Lloyd, who memorably scored three goals in the opening 16 minutes of the U.S. victory in the 2015 Women’s World Cup final, is retiring from soccer after a decorated career that includes two World Cup titles and a pair of Olympic gold medals.
Admired by teammates and fans alike for her fierce determination, Lloyd will say goodbye when the U.S. takes the field against South Korea in St. Paul, Minnesota.
“Sure there were times where maybe my focus was too intense, but I gave it all I had. And I think that’s what’s really special, walking away from this is knowing that I did give it all I have,” she said.
“This next phase of mine, I think, is going to be no different. I’m going to find something that I’m passionate about and do it to the best of my ability. I want to eventually start a family with my husband and want to be the best mom and strive to be the best wife that I possibly can,” she added. “Yes, it’s going to be a little different. I’m not going to be feeling the pressure of having to perform in World Cups and Olympics, but I got to do that. Now I’ll just shift gears and do something different.”
Lloyd ranks second in the world for most-ever international appearances after having played in 315 career games. She has scored 134 goals with the U.S., third most in the history of the women’s team.
Lloyd hinted for more than a year that she was nearing the end of her career before the Tokyo Olympics. The United States won the bronze medal this summer, with Lloyd scoring a pair of goals in a 4-3 victory over Australia.
She became the first American to score in four different Olympics, and her 10 total goals in the event set a new record among U.S. players.

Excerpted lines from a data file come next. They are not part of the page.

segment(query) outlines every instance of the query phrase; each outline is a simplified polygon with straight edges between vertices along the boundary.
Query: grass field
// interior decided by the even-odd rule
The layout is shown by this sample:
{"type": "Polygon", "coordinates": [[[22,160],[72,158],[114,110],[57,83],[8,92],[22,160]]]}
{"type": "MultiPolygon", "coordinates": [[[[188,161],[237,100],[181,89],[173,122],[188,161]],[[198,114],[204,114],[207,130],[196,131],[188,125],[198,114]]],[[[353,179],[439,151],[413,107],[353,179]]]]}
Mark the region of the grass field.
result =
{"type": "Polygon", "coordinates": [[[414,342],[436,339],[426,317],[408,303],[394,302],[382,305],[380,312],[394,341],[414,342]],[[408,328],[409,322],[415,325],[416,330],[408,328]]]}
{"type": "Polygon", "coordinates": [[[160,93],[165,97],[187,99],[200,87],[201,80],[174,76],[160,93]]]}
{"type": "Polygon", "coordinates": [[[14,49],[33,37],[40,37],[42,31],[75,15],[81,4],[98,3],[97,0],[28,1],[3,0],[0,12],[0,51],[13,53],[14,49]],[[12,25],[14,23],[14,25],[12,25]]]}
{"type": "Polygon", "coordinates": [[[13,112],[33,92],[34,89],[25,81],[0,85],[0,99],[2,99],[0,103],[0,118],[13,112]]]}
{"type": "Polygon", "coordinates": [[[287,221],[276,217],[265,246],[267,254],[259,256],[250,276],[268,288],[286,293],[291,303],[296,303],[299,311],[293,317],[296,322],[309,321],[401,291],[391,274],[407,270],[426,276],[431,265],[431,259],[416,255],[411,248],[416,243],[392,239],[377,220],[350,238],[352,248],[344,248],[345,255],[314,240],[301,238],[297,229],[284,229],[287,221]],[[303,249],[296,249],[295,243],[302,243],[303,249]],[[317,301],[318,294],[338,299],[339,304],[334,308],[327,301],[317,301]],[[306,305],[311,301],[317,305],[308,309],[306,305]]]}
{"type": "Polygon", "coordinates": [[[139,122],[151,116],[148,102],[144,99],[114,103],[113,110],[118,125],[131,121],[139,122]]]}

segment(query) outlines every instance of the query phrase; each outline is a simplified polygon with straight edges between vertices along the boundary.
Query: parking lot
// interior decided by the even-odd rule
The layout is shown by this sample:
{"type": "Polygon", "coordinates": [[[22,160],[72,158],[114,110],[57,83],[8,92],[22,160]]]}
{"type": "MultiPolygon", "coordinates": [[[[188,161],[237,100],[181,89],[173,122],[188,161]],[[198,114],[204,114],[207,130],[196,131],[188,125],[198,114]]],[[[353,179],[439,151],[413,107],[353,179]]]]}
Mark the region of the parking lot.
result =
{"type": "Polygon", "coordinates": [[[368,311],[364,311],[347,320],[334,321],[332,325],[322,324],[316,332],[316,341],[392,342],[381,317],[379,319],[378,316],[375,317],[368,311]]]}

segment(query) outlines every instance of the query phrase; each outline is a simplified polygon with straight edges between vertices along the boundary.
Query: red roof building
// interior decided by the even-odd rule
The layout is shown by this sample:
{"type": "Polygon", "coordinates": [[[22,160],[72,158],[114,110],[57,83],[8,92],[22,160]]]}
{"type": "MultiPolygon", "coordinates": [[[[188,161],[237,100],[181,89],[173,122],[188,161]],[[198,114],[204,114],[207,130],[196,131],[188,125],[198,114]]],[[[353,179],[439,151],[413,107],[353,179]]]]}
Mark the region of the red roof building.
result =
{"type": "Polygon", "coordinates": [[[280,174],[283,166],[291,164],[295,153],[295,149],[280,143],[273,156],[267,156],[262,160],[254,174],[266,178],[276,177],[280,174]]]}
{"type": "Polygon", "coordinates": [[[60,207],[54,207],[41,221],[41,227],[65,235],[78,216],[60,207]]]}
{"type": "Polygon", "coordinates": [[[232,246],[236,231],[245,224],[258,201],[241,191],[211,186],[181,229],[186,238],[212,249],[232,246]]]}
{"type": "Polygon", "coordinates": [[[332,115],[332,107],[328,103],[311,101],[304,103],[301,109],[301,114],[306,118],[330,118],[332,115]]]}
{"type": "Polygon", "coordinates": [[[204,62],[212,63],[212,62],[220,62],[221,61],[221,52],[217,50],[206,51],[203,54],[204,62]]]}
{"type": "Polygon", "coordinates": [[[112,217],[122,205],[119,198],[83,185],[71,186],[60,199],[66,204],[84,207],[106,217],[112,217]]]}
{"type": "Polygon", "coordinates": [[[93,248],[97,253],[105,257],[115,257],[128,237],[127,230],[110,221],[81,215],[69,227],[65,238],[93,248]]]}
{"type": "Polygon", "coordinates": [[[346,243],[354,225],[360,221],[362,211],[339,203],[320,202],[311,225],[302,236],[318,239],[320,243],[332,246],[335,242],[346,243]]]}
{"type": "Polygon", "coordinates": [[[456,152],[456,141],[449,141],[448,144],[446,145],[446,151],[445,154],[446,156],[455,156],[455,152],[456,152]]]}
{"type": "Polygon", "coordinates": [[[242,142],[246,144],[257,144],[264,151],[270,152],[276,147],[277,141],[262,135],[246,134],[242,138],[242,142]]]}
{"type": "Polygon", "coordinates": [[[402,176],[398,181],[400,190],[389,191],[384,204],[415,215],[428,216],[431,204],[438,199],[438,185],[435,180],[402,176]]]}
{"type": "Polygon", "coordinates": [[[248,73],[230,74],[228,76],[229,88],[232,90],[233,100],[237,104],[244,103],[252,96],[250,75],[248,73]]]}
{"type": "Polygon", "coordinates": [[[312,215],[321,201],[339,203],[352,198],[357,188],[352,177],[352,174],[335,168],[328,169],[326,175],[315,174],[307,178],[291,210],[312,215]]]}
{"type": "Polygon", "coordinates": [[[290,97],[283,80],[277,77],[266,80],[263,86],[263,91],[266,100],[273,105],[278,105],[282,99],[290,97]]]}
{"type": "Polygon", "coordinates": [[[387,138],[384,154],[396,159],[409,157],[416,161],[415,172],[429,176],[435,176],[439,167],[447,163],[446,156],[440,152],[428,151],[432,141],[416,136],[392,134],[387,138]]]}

“She’s a soccer icon everywhere in the world. I’ve said this before: If she was a male soccer player in Europe, we would have statues of Carli Lloyd all over the country, in Europe. I mean, streets would be named after her, complexes, stadiums, everything. That’s how big she is,” U.S. coach Vlatko Andonovski said.
Following the team’s 0-0 draw last week against South Korea in Kansas City, Kansas, Lloyd passed her No. 10 jersey to teammate Lindsey Horan, who will wear the number starting in 2022. Horan was honored before the game for her 100th appearance with the team.
“I think it was probably one of the most special moments in my career,” Horan said, close to tears. “I think Carli Lloyd is truly one of the most incredible women’s national team players that has come through the system. And over the past few years, she’s been such a role model for me and I’ve gotten closer and closer with her and gotten to learn so much from her.”
Lloyd, who made her first appearance with the senior national team in 2005, is probably best known for her hat trick that led the United States to a 5-2 victory over Japan in the 2015 World Cup final. Her third goal in that match was a blistering strike from midfield.
At the 2008 Beijing Olympics, Lloyd scored in a 1-0 overtime victory over Brazil for the gold medal. Four years later, she scored both goals in the gold-medal match against Japan at Wembley Stadium, becoming the only player to score winning goals in consecutive Olympic finals.
A New Jersey native, Lloyd has also played professionally for some 12 years, spanning stints in the now-defunct Women’s Professional Soccer league and the National Women’s Soccer League. She also played briefly with Manchester United.
Along the way, she’s said, she tried to play each game as if it were her last. But on Tuesday she said she’ll allow herself to enjoy the moment.
“I’m going to let the emotions flow the way they’re gonna flow. I think I’ve been iced-out Carli for so long, and people have always seen that, people haven’t seen the different side of me. But I’m going to savor it,” she said. “I think it’s going to be truly special for one last time to give everything I have for this team, for the crest, for the country, for the fans. I’m going to soak it all in, that’s for sure.”
After the United States’ run to the 2019 World Cup title, Lloyd said she would try to make the roster for the Tokyo Games, but it would likely be her last major tournament with the national team.
When the Olympics were pushed back a year because of the coronavirus pandemic, Lloyd underwent a knee procedure and worked her way back under a new trainer. She took advantage of the downtime to reconnect with her family, from whom she’d been estranged for much of her career.
Her family will be in the stands to cheer for her Tuesday.
“Having them here being able to close out my career is going to be the one of the best things that’s ever probably happened to me,” she said. “Just knowing I can walk away, at peace and content, is really, really special.”